Rashi suggests that understanding may be beside the point.  We are free to ask “why?” but there are no clear and easy answers.  What remains is the possibility of remaining a decent human being in the face of it all.  Another quotation from rabbinic literature comes to mind: “In a place where there are no human beings, be a human being.”  (Mishnah Avot, 2.5)

Another Rabbinic Point of View

For another rabbinic take on this film, read Rabbi Anne Brener’s billiant article on it in the Jewish Journal of Los Angeles.

An Israeli take on the film

Ella Leibowitz’s article in Haaretz on A Serious Man offers yet another completely different view on this film.

The Ten Commandments

200px-10Command56The Ten Commandments (1956) was the last film that Cecil B. DeMille directed.  It is the most famous of the “Bible epic” genre, telling the story of Moses (played by Charlton Heston)  and the deliverance of the Hebrew people from slavery in Egypt under Pharoah.

The film was actually a remake of a 1923 film, The Ten Commandments, also directed by Mr. Demille.  Both films feature the heroic style of acting favored in silent films.  The 1956 film was notable for its “cast of thousands,” for the location shots (parts of it were filmed in Egypt and the Sinai) and for its use of special effects, particularly the parting of the Red Sea.

The screenplay differs significantly from the account in Exodus, making use of various midrashic sources, the Qur’an, Josephus, and elsewhere.

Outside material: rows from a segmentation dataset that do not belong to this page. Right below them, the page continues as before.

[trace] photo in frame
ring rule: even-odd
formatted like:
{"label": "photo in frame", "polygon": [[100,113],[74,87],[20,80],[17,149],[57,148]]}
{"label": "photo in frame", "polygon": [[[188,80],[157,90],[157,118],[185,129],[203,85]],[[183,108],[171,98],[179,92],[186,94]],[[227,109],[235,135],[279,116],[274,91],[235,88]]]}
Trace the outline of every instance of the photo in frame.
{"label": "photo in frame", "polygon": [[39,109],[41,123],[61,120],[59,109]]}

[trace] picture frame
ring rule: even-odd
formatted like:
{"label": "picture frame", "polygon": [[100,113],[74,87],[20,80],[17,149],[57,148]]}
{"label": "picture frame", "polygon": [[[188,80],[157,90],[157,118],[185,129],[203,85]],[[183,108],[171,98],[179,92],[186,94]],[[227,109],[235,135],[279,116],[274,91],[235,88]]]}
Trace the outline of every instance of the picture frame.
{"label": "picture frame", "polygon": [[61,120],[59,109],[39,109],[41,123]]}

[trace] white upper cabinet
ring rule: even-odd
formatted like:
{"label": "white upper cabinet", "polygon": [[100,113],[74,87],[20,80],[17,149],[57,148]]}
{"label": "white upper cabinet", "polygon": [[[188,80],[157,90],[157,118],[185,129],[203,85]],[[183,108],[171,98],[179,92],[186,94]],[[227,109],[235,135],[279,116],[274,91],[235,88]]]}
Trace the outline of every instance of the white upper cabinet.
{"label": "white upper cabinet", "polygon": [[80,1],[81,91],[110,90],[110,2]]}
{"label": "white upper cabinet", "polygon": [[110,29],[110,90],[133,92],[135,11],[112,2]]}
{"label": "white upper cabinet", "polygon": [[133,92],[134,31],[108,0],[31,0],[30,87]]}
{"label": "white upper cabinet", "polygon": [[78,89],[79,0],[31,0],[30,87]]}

The film continues to be enormously popular, and has been parodied many times.

Commentary

“…and he looked just like Charlton Heston!” is the punchline of many a joke told by many a rabbi to liven up a sermon.  Despite the fact that the screenplay makes Hollywood chopped liver of the story in Exodus, this is another of the films that qualifies as a “must see,”  because it is a key part of popular Jewish culture.

Just be sure to actually READ Exodus sometime.  Also, take a look at the story of deliverance as told in the traditional Passover Haggadah.

Questions

If you were going to make a film about the deliverance from Egypt, would you use the screenplay of this movie, or the screenplay of  1998 animated film The Prince of Egypt, or the story in the Haggadah, or the story as told in the biblical book of Exodus?  If you were going to use elements of each, which would you choose, and why?